ÉPOCA – Se a solução não é criar leis, qual a saída?
Cruz – 
Não há solução mágica, não há salvador da pátria, e esse problema não será resolvido rapidamente. Ainda, para saber qual a solução, é importante termos consenso sobre qual o problema que estamos lidando. A questão parece ser muito mais ampla do que “fake news”, com muitas camadas. É a distorção ou a obstrução de acesso à informação política de qualidade. É claro que o Estado tem papel a cumprir: uma série de exigências legais que estão em vigor para proteger a competição eleitoral e, simultaneamente, os direitos dos cidadãos. Você pode tirar da internet um link, uma matéria que cite mentira. Há instrumentos para isso via Justiça Eleitoral, que é muito sensível a prazos, sensível a liminar porque sabe que qualquer minuto a mais que um conteúdo lesivo fica no ar gera impacto gigantesco na corrida eleitoral.
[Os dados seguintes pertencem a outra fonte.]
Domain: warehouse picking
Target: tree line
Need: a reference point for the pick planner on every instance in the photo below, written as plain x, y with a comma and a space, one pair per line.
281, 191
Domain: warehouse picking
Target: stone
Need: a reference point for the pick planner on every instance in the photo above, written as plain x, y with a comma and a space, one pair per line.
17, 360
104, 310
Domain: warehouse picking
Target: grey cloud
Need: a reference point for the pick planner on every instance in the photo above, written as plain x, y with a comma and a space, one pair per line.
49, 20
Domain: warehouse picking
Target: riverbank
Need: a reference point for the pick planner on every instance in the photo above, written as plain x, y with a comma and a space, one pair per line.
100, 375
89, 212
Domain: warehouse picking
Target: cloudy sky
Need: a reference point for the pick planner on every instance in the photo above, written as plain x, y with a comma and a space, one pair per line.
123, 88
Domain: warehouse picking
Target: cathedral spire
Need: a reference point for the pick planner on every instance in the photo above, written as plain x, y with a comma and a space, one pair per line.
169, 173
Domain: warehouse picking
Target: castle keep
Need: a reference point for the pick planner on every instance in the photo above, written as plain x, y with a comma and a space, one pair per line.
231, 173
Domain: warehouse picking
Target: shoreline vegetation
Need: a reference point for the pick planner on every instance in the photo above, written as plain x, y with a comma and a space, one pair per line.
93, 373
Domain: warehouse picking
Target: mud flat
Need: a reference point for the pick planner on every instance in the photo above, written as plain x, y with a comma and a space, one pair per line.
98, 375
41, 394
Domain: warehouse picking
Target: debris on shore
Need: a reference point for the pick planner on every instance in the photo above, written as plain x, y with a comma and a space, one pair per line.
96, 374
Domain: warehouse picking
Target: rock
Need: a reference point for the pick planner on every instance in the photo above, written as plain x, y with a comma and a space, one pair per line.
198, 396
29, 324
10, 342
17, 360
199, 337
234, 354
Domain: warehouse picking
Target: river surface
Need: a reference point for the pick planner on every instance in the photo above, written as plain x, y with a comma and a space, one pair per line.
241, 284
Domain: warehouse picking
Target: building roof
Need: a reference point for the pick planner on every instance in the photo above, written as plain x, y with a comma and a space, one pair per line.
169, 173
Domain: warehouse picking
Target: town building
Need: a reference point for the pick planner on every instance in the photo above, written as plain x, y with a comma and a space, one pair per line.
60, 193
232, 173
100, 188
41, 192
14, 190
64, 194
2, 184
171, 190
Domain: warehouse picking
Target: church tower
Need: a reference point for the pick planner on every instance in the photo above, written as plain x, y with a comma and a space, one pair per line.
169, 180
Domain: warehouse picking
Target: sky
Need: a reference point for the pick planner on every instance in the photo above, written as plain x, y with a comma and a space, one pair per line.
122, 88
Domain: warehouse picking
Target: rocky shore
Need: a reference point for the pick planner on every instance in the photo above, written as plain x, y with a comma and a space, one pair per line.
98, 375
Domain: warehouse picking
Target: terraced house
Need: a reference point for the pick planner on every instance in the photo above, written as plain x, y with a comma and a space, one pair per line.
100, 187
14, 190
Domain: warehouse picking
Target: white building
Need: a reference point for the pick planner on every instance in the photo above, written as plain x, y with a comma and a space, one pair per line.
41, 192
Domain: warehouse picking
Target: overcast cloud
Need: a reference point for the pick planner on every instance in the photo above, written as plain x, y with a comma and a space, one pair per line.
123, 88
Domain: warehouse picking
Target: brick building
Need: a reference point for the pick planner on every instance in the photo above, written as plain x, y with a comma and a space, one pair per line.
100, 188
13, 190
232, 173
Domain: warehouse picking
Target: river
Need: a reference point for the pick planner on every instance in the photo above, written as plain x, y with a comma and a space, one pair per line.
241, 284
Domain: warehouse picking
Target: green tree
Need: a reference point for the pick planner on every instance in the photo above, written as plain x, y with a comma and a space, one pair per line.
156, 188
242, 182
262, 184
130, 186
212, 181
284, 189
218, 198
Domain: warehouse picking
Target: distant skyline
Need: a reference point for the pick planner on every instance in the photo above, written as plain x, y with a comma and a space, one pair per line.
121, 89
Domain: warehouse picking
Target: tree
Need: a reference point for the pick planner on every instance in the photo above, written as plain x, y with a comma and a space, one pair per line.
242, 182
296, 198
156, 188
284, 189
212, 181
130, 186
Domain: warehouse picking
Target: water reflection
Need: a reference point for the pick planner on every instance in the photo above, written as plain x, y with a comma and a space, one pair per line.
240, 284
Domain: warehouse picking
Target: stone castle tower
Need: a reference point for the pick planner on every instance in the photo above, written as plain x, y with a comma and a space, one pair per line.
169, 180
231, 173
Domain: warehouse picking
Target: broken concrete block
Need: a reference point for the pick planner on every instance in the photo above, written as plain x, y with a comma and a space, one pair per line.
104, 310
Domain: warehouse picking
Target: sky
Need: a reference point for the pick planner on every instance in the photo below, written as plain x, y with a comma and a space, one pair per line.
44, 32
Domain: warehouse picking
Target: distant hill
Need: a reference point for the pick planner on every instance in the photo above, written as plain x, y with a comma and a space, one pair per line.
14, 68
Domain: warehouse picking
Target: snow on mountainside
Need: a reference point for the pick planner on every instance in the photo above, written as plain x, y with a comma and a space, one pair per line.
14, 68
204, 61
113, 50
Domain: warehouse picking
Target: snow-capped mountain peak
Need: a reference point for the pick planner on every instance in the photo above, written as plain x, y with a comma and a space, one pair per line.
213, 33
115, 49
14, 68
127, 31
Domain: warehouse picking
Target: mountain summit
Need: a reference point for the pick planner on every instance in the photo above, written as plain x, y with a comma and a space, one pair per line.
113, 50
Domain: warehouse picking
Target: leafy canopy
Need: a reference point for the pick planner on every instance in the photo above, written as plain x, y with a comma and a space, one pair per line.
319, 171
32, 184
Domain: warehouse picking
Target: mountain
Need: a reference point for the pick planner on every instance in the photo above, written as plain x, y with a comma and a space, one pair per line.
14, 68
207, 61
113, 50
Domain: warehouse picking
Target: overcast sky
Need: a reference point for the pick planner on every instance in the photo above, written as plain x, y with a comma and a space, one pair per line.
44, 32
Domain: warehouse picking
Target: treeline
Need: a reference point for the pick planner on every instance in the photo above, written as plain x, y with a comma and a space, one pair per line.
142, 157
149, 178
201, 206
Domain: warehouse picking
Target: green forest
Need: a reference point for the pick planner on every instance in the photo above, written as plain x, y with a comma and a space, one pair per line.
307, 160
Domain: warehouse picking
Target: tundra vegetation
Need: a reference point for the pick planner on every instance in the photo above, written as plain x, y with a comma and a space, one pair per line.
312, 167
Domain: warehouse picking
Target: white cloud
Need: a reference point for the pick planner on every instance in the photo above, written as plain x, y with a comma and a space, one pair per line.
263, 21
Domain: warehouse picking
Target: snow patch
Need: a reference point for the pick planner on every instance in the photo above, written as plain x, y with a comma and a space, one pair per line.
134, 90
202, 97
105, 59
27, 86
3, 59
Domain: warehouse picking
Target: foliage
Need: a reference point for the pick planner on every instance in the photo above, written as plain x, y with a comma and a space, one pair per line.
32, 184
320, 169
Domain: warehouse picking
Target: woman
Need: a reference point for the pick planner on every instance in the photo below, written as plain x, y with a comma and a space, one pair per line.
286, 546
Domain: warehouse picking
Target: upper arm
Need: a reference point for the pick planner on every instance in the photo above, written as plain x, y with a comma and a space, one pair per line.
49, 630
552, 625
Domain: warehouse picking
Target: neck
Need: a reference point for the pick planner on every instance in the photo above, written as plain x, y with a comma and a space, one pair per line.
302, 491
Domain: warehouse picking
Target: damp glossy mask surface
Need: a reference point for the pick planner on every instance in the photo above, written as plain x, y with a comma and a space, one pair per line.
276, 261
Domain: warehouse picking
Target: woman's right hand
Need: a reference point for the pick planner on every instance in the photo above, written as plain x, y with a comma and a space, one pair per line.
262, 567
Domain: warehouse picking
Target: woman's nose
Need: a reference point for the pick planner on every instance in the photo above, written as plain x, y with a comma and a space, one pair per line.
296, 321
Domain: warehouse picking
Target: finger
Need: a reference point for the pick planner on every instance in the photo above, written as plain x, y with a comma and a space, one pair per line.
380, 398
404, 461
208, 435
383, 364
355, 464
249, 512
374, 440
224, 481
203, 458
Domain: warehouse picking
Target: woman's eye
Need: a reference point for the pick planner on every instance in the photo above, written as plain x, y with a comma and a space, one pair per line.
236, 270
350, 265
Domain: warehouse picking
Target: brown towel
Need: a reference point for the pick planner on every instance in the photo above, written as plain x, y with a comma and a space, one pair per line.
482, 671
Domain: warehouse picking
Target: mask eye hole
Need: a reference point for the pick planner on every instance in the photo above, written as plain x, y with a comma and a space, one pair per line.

Mas existe o problema dos bots por exemplo, que viraram produto de algumas agências de marketing digital para simular uma situação política na internet. Esse tipo de serviço pode ser contratado por qualquer candidato, pela direita ou pela esquerda. Na hora que essa agência fornecer produto para uma campanha eleitoral, a sociedade civil e a Justiça Eleitoral têm de estar muito atentas. Temos de cobrar transparência nas campanhas.